Michael Martin: a biography

Born: Michael John Martin, 3 July 1945, in Anderston, Glasgow.

Parents: Michael and Mary Martin.

Family: Married Mary McLay in 1966; one son, Paul Martin (member of Scottish Parliament) and one daughter, Mary.

Education: St Patrick's Boys School Glasgow (which he left without any qualifications); passed Italian O-level at the age of 42.

Jobs: Sheet metal worker; AUEW shop steward, Rolls-Royce 1970-74; trade union organiser, 1976-79.

Political career: councillor on Glasgow Corporation and Glasgow District Council; MP for Glasgow Springburn since 1979; parliamentary private secretary to Denis Healey 1981-83; member of the Select Committee for Trade and Industry 1983-86; Speaker's Panel of Chairmen 1987-2000; First Deputy Chairman of Ways and Means and deputy Speaker 1997-2000; became 187th Speaker of the House of Commons in 2000.

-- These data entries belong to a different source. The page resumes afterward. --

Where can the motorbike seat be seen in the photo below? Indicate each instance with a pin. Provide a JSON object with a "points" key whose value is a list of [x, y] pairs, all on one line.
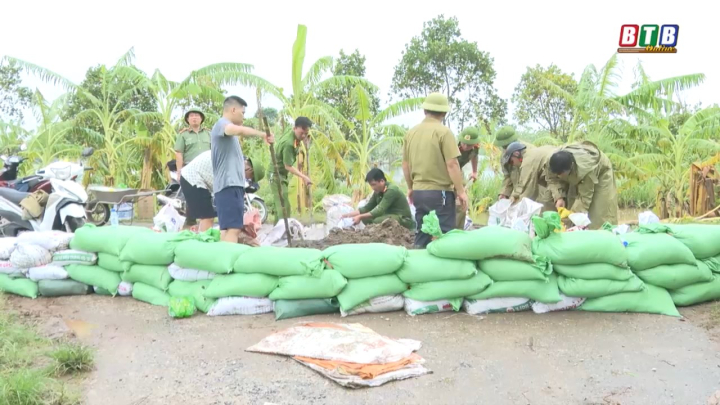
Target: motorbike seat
{"points": [[13, 196]]}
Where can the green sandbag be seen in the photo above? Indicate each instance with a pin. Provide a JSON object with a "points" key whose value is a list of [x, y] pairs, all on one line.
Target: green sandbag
{"points": [[702, 240], [151, 295], [23, 287], [697, 293], [154, 276], [241, 285], [365, 259], [286, 309], [646, 251], [449, 289], [651, 300], [94, 275], [215, 257], [484, 243], [360, 290], [62, 288], [542, 291], [328, 285], [105, 239], [594, 271], [674, 276], [575, 287], [582, 247], [422, 267], [516, 270], [112, 263], [194, 289], [277, 261]]}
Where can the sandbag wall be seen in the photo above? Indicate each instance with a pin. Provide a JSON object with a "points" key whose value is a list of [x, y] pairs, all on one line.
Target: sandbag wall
{"points": [[492, 269]]}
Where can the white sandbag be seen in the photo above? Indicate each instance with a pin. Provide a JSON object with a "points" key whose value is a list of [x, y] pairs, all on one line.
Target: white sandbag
{"points": [[69, 256], [25, 256], [7, 268], [7, 246], [50, 240], [414, 307], [565, 304], [240, 306], [385, 303], [495, 305], [183, 274], [47, 272], [125, 289]]}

Salary: £114,543 per annum.

Nicknames: "Gorbals Mick", "The guy in the tights", The richest man in Springburn", "Metal Micky", "The boiler-suited and booted one".

Hobbies: Hill-walking, folk music, local history, playing the Highland pipes (member of college of piping).

He says: "A Speaker has a clear duty to every side of this House, especially to the backbenchers, the minority parties and the opposition parties."

"There's no shame in having an accent. The same people who criticised me for having one would have criticised me for trying to hide it."

They say: "In Michael Martin, the Commons has elected a man who is sure in his own beliefs and has not become a creature of the system" – Conservative MP Derek Conway.